The extract function retrieves the first substring that matches a regular expression from a source string. Use this function when you need to pull out specific patterns from log messages, URLs, or any text field using regex capture groups.
For users of other query languages
If you come from other query languages, this section explains how to adjust your existing queries to achieve the same results in APL.
In Splunk SPL, you use rex with named or numbered groups. APL's extract is similar but uses a numbered capture group parameter.
['sample-http-logs']
| extend username = extract('user=([A-Za-z0-9_]+)', 1, uri)In ANSI SQL, regex extraction varies by database. APL's extract provides a consistent approach across all data.
['sample-http-logs']
| extend extracted = extract('pattern', 1, field)Usage
Syntax
extract(regex, captureGroup, text)Parameters
| Name | Type | Required | Description |
|---|---|---|---|
| regex | string | Yes | A regular expression pattern with optional capture groups. |
| captureGroup | int | Yes | The capture group to extract.
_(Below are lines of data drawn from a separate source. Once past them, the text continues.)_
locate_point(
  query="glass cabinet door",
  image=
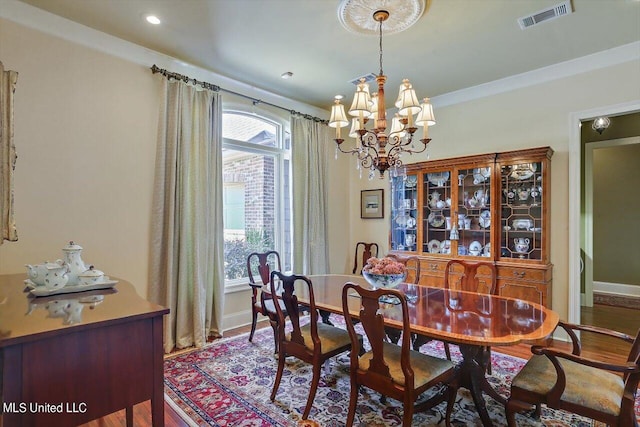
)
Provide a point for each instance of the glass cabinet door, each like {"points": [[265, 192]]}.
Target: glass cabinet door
{"points": [[436, 213], [521, 211], [473, 211], [404, 211]]}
Use 0 for the entire match, 1 for the first group, 2 for the second, etc. |
| text | string | Yes | The source string to search. |
Returns
Returns the substring matched by the specified capture group, or null if no match is found.
Use case examples
Extract user IDs from HTTP request URIs to identify which users are accessing specific endpoints.
Query
['sample-http-logs']
| extend user_id = extract('/users/([0-9]+)', 1, uri)
| where isnotempty(user_id)
| summarize request_count = count() by user_id, method
| sort by request_count desc
| limit 10Output
| user_id | method | request_count |
|---|---|---|
| 12345 | GET | 234 |
| 67890 | POST | 187 |
| 11111 | GET | 156 |
| 22222 | PUT | 98 |
This query extracts numeric user IDs from URIs like '/users/12345' using a regex capture group, helping analyze per-user API usage patterns.
Extract version numbers from service names to track which service versions are running.
Query
['otel-demo-traces']
| extend version = extract('v([0-9]+[.][0-9]+)', 1, ['service.name'])
| where isnotempty(version)
| summarize span_count = count() by ['service.name'], version
| sort by span_count desc
| limit 10Output
| service.name | version | span_count |
|---|---|---|
| frontend-v2.1 | 2.1 | 3456 |
| checkout-v1.5 | 1.5 | 2341 |
| cart-v3.0 | 3.0 | 1987 |
This query extracts version numbers from service names, helping track which versions of services are generating traces.
Extract IP addresses from URIs or request headers to identify the source of suspicious requests.
Query
['sample-http-logs']
| extend ip_address = extract('([0-9]{1,3}[.][0-9]{1,3}[.][0-9]{1,3}[.][0-9]{1,3})', 1, uri)
| where status == '403' or status == '401'
| where isnotempty(ip_address)
| summarize failed_attempts = count() by ip_address, status
| sort by failed_attempts desc
| limit 10Output
| ip_address | status | failed_attempts |
|---|---|---|
| 192.168.1.100 | 401 | 45 |
| 10.0.0.25 | 403 | 32 |
| 172.16.0.50 | 401 | 28 |
This query extracts IP addresses embedded in URIs from failed authentication requests, helping identify potential attackers or misconfigured systems.
List of related functions
- extract_all: Extracts all matches of a regex pattern. Use this when you need multiple matches instead of just the first one.
- parse_json: Parses JSON strings into dynamic objects. Use this when working with structured JSON data rather than regex patterns.
- split: Splits strings by a delimiter. Use this for simpler tokenization without regex complexity.
- replace_regex: Replaces regex matches with new text. Use this when you need to modify matched patterns rather than extract them.